The summer break is usually a good time for the Greens. People have been away from work, with time to think about more than the daily grind. They go to the beach and maybe reflect on the lack of kai moana (sea food) or whether there is faeces in the water. That will be cold comfort to the Green Party this year. Some people won big when National took the election (or at least felt satisfaction at sticking it to Labour) but it looks like the environment will be the big loser.
The same cannot be said for Maori. John Key met tribal leaders immediately after the election and invited the Maori Party to talk. It was an astute move to pull ACT's teeth, but it also reflects a generational attitude shift. There are great risks, for both sides, but it is already paying off, with two Maori Party ministers and a new focus on Treaty settlements. This would never have happened under Labour. In return, John Key has had the doors to te ao Maori opened to him, as evidenced at Pukawa Marae.
Did the Maori Party get only the shiny wrappings of power and no actual presents, as some suggest? Their relationship agreement contains few policy points. The Greens' experience with Labour suggests everything needs to be in writing and signed in blood. Even then Labour would claw it back. Pita Sharples and Tariana Turia may find it hard to deliver much, if National plays the same game. Yet their agreement starts with the importance of the relationship. In the end it will be about whether Mr Key, and his Cabinet, is serious about that.
There is no relationship for the Greens, however. National has already got rid of the biofuel obligation on petrol companies, and new green investments and jobs have disappeared as a result. The Government's position on climate change is dangerously myopic. ACT (always critical when other people waste money) has demanded a special select committee, hoping to challenge the reports of the Intergovernmental Panel on Climate Change and its thousands of scientists. The result of this farce: business uncertainty, investments cancelled and valuable time wasted.
National itself is treating climate change negotiations like a trade negotiation, trying to get sweet deals and special favours for New Zealand. These are not trade negotiations. They are an attempt to co-ordinate an international effort to reduce greenhouse gas emissions, for the good of all people (actually all species) now and for the foreseeable future.

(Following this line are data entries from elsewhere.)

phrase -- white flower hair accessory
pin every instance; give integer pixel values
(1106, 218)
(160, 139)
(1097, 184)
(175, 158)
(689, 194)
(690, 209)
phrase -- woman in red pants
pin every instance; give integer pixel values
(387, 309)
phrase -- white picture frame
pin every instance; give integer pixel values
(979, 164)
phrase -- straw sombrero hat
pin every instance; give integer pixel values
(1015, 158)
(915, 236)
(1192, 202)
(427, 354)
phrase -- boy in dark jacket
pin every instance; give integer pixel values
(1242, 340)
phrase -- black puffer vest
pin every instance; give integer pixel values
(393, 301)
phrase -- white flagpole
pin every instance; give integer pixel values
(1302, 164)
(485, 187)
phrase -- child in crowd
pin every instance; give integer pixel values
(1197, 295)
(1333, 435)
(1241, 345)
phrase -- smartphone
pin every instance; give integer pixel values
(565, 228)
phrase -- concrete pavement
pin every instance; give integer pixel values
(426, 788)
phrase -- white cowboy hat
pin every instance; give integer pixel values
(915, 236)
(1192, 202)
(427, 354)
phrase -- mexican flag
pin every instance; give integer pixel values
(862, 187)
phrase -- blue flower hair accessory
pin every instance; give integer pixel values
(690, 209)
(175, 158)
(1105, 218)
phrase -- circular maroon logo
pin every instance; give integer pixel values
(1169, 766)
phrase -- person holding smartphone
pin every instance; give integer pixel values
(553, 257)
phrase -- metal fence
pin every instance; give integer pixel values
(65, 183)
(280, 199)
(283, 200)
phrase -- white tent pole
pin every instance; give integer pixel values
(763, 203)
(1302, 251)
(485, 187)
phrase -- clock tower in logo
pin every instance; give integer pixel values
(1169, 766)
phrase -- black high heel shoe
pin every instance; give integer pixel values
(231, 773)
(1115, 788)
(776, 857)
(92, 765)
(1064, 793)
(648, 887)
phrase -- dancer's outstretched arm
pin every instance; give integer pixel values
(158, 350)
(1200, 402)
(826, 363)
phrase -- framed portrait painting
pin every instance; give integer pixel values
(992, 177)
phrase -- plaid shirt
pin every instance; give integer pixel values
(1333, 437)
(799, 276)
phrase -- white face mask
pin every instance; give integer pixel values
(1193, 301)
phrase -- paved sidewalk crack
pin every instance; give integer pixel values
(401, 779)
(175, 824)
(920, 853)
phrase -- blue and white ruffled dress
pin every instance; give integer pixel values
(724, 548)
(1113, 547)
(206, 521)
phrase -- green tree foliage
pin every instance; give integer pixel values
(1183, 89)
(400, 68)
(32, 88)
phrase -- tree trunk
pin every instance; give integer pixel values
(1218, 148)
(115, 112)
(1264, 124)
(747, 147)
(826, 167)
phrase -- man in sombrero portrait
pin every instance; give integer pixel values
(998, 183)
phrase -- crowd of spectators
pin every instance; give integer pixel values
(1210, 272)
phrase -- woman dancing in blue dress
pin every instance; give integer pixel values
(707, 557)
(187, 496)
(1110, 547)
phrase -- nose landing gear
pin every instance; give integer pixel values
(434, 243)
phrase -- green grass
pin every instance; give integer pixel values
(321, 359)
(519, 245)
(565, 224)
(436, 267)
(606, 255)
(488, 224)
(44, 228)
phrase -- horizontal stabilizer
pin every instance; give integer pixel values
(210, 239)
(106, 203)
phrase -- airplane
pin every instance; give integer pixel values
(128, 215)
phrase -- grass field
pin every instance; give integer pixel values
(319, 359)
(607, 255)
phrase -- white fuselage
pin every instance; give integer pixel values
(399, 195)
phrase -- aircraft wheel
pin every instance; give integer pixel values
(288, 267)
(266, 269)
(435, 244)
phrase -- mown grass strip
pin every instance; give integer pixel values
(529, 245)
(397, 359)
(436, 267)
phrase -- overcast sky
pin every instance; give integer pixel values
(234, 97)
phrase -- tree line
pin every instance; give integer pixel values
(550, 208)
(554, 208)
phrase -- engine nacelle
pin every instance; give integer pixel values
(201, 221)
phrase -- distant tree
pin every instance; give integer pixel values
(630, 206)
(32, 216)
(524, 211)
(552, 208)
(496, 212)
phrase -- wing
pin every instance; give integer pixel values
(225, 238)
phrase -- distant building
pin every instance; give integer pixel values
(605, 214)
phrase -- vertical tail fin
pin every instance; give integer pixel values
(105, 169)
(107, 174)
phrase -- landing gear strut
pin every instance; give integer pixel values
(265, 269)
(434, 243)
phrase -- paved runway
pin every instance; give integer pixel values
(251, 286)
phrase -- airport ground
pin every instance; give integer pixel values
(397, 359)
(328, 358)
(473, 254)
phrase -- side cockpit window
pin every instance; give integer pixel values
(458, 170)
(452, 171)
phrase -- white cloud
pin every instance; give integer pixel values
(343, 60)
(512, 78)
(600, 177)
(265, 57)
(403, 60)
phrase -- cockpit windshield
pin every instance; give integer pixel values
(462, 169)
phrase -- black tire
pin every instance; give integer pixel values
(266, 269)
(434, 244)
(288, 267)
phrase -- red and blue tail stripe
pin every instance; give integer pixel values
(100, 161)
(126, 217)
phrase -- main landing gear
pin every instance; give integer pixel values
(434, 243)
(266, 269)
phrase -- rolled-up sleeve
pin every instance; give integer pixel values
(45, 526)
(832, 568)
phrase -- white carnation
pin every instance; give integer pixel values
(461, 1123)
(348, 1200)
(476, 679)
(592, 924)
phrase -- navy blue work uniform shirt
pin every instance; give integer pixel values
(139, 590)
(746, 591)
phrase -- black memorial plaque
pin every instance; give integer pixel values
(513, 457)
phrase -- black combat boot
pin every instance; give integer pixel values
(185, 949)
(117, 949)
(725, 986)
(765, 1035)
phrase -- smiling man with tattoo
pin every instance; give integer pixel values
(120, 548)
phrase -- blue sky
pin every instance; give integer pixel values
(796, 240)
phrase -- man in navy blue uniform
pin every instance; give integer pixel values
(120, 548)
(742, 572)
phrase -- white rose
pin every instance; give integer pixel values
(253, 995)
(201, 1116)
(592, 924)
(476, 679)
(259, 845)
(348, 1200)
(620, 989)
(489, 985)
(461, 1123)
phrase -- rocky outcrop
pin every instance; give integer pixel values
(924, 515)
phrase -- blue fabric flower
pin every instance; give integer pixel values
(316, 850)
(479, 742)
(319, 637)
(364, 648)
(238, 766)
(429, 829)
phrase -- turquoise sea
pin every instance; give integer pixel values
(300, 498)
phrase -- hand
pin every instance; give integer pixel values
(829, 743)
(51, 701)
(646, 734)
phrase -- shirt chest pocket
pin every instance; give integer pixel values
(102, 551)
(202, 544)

But then National is not an environmental party. It is the Green Party's job to influence governments on the issues that count and why would National listen to them? The Greens made it very clear in the election campaign that they were not interested in talking to National.
I thought at the time that it was an extraordinarily stupid thing to do, to fasten your lifeboat to a sinking ship. Greens do best when there is an outgoing Labour Government, but this election the results were disappointing. The Green Party might well have won their biggest caucus yet, if they had been prepared to stop licking Labour's hand.
There is a question of whether National would have paid any attention to them anyway. Senior National MPs were privately hinting so early last year and Mr Key's approach to the Maori Party indicates a new openness. There was never a better time for the Greens to see if they could forge a new political space, genuinely independent of Labour and National. Unfortunately for us all, they lacked the courage to try.